LanguageFlow

https://img.shields.io/pypi/v/languageflow.svg https://img.shields.io/pypi/pyversions/languageflow.svg https://img.shields.io/badge/license-GNU%20General%20Public%20License%20v3-brightgreen.svg https://img.shields.io/travis/undertheseanlp/languageflow.svg Documentation Status

⚠️ WARNING

⚠️ This project is archived and no longer maintained ⚠️

⏩ From underthesea v1.2.0 , languageflow is merged with underthesea.

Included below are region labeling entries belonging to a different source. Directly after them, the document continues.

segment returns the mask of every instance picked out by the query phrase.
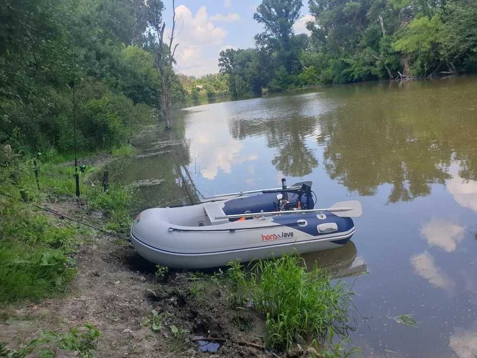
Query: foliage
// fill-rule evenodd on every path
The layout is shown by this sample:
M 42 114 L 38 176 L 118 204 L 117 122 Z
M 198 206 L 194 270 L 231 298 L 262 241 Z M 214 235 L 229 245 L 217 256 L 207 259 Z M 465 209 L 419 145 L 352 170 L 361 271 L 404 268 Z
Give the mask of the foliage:
M 415 327 L 417 324 L 417 321 L 413 318 L 412 316 L 412 315 L 400 315 L 393 317 L 393 318 L 398 323 L 411 326 L 411 327 Z
M 110 215 L 108 229 L 127 231 L 132 223 L 129 212 L 133 195 L 132 189 L 112 184 L 107 191 L 99 187 L 93 188 L 88 194 L 88 203 L 92 209 Z
M 159 314 L 157 313 L 157 311 L 153 309 L 151 314 L 152 316 L 152 318 L 151 320 L 151 328 L 153 331 L 158 331 L 162 328 L 162 324 L 161 323 L 161 317 L 159 316 Z
M 119 147 L 113 148 L 111 151 L 115 156 L 132 156 L 138 152 L 135 147 L 130 144 L 121 144 Z
M 70 151 L 73 86 L 81 149 L 110 148 L 151 123 L 161 106 L 150 11 L 129 0 L 2 2 L 0 144 Z
M 39 338 L 30 341 L 21 351 L 24 353 L 34 351 L 38 356 L 53 357 L 53 351 L 42 348 L 47 345 L 48 346 L 53 345 L 60 349 L 77 352 L 80 357 L 90 358 L 94 356 L 97 341 L 100 335 L 100 331 L 91 323 L 86 323 L 63 333 L 42 331 Z
M 172 337 L 170 340 L 171 350 L 173 351 L 184 350 L 186 343 L 189 341 L 189 330 L 183 328 L 179 329 L 174 325 L 170 326 Z
M 169 272 L 169 267 L 162 265 L 156 265 L 156 272 L 154 273 L 156 277 L 164 278 L 167 273 Z
M 2 168 L 2 190 L 32 200 L 33 185 L 23 180 L 22 169 Z M 0 197 L 0 302 L 37 300 L 63 290 L 75 272 L 70 255 L 79 234 L 73 226 L 55 225 L 43 213 Z
M 307 272 L 299 256 L 260 260 L 248 281 L 239 264 L 230 264 L 229 277 L 236 285 L 233 299 L 249 299 L 265 315 L 269 347 L 288 350 L 297 340 L 323 340 L 333 334 L 331 327 L 341 331 L 347 327 L 350 293 L 339 283 L 332 285 L 316 267 Z M 244 297 L 237 296 L 240 291 Z

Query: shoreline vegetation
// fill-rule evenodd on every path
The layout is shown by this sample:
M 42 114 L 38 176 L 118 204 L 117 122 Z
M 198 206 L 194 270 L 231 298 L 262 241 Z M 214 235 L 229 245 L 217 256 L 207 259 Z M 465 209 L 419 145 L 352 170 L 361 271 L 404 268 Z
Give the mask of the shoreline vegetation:
M 119 352 L 150 351 L 152 345 L 153 351 L 189 356 L 197 351 L 195 337 L 204 336 L 219 342 L 224 356 L 241 356 L 244 347 L 254 354 L 263 351 L 270 356 L 292 351 L 303 356 L 342 356 L 344 343 L 333 338 L 339 331 L 346 342 L 346 333 L 339 329 L 349 323 L 351 293 L 339 282 L 332 285 L 318 268 L 306 271 L 298 256 L 260 261 L 253 268 L 231 262 L 223 270 L 197 272 L 170 271 L 139 257 L 126 238 L 134 211 L 133 189 L 111 183 L 104 191 L 96 178 L 106 163 L 134 155 L 136 150 L 130 147 L 82 160 L 89 165 L 80 178 L 79 200 L 75 196 L 74 164 L 63 161 L 68 156 L 53 151 L 37 156 L 38 190 L 33 158 L 9 156 L 8 148 L 3 148 L 6 158 L 0 174 L 5 183 L 2 191 L 19 200 L 0 196 L 0 354 L 49 357 L 73 351 L 81 356 L 116 356 Z M 108 237 L 66 217 L 126 239 Z M 121 278 L 102 279 L 115 275 Z M 92 277 L 97 282 L 92 287 Z M 141 287 L 133 289 L 130 285 L 138 281 Z M 283 290 L 271 296 L 273 282 L 281 283 Z M 122 290 L 121 304 L 139 315 L 122 315 L 119 307 L 108 305 L 115 294 L 111 289 Z M 95 297 L 98 291 L 107 297 Z M 143 297 L 139 302 L 138 295 Z M 71 307 L 85 297 L 89 297 L 87 314 Z M 300 297 L 307 299 L 302 301 Z M 206 297 L 210 298 L 207 304 Z M 323 304 L 330 309 L 317 310 Z M 288 308 L 276 311 L 279 307 Z M 65 309 L 72 311 L 65 313 Z M 195 313 L 185 316 L 185 310 Z M 215 317 L 217 310 L 223 315 Z M 307 321 L 309 326 L 300 326 L 299 315 L 306 311 L 313 312 Z M 198 314 L 198 320 L 194 316 Z M 219 323 L 223 317 L 226 321 Z M 121 333 L 111 332 L 118 325 L 124 327 Z M 123 345 L 106 354 L 105 345 L 125 331 Z M 138 331 L 148 342 L 145 351 L 134 345 Z
M 157 41 L 165 5 L 0 3 L 0 191 L 8 195 L 0 195 L 0 356 L 190 356 L 204 337 L 225 356 L 346 355 L 337 335 L 346 340 L 351 293 L 297 257 L 251 271 L 231 263 L 225 273 L 170 272 L 127 240 L 34 206 L 126 237 L 134 189 L 105 191 L 98 175 L 137 155 L 126 140 L 138 131 L 173 128 L 170 106 L 475 72 L 477 3 L 309 0 L 307 35 L 293 31 L 301 0 L 263 0 L 255 47 L 221 52 L 219 73 L 199 78 L 175 74 L 175 48 Z M 163 134 L 170 140 L 173 131 Z M 79 200 L 77 148 L 87 164 Z M 271 292 L 271 282 L 283 289 Z M 332 309 L 317 309 L 324 302 Z

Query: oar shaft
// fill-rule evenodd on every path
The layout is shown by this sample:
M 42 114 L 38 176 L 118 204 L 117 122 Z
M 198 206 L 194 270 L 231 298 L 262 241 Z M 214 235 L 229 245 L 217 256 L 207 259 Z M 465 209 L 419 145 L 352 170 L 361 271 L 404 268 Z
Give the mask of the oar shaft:
M 216 220 L 220 219 L 234 219 L 240 217 L 249 217 L 251 216 L 269 216 L 282 215 L 283 214 L 302 214 L 306 213 L 317 213 L 319 211 L 349 211 L 353 210 L 353 208 L 336 208 L 336 209 L 308 209 L 301 210 L 286 210 L 284 211 L 266 211 L 261 213 L 251 213 L 249 214 L 234 214 L 226 215 L 223 216 L 216 216 Z
M 297 190 L 300 189 L 300 187 L 289 187 L 287 188 L 287 190 Z M 282 190 L 282 188 L 271 188 L 270 189 L 258 189 L 255 190 L 248 190 L 248 191 L 238 191 L 236 193 L 229 193 L 228 194 L 219 194 L 217 195 L 211 195 L 210 196 L 204 196 L 204 199 L 212 199 L 214 197 L 221 197 L 222 196 L 232 196 L 233 195 L 243 195 L 244 194 L 254 194 L 254 193 L 261 193 L 262 191 L 267 191 L 268 190 Z

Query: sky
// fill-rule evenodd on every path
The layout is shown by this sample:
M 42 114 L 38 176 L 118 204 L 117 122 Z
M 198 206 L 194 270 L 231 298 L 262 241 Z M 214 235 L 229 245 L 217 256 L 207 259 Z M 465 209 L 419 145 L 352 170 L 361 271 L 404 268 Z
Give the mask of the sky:
M 172 0 L 163 0 L 167 28 L 172 24 Z M 302 17 L 295 24 L 295 33 L 308 33 L 311 19 L 307 2 L 303 2 Z M 182 0 L 175 2 L 175 70 L 184 75 L 200 77 L 218 72 L 219 53 L 227 48 L 255 46 L 254 36 L 263 31 L 254 20 L 260 0 Z

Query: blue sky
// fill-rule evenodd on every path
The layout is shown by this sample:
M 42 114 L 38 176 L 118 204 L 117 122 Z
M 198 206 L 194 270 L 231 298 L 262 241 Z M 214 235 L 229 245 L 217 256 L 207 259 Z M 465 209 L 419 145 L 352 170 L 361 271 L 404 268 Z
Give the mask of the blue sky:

So enjoy a better underthesea without languageflow dependency.

⚰️ RIP Languageflow

Old Readme

Data loaders and abstractions for text and NLP

Requirements

Install dependencies

$ pip install future, tox
$ pip install python-crfsuite==0.9.5
$ pip install Cython
$ pip install -U fasttext --no-cache-dir --no-deps --force-reinstall
$ pip install xgboost==0.82

Installation

$ pip install languageflow

Components

  • Transformers: NumberRemover, CountVectorizer, TfidfVectorizer
  • Models: SGDClassifier, XGBoostClassifier, KimCNNClassifier, FastTextClassifier, CRF

Data

Download a dataset using download command

$ languageflow download DATASET

List all dataset

$ languageflow list

Datasets

The datasets module currently contains:

  • Tagged: VLSP2018-NER, VTB-CHUNK*, VLSP2016-NER*, VLSP2013-POS*, VLSP2013-WTK*
  • Categorized: AIVIVN2019_SA*, VLSP2018_SA*, UTS2017_BANK, VLSP2016_SA*, VNTC
  • Plaintext: VNESES, VNTQ_SMALL, VNTQ_BIG

Caution (*): With closed license dataset, you must provide URL to download

Example

Download UTS2017_BANK dataset

$ languageflow download UTS2017_BANK

Use UTS2017_BANK dataset

>>> from languageflow.data_fetcher import DataFetcher, NLPData
>>> corpus = DataFetcher.load_corpus(NLPData.UTS2017_BANK_SA)
>>> print(corpus)
CategorizedCorpus: 1780 train + 197 dev + 494 test sentences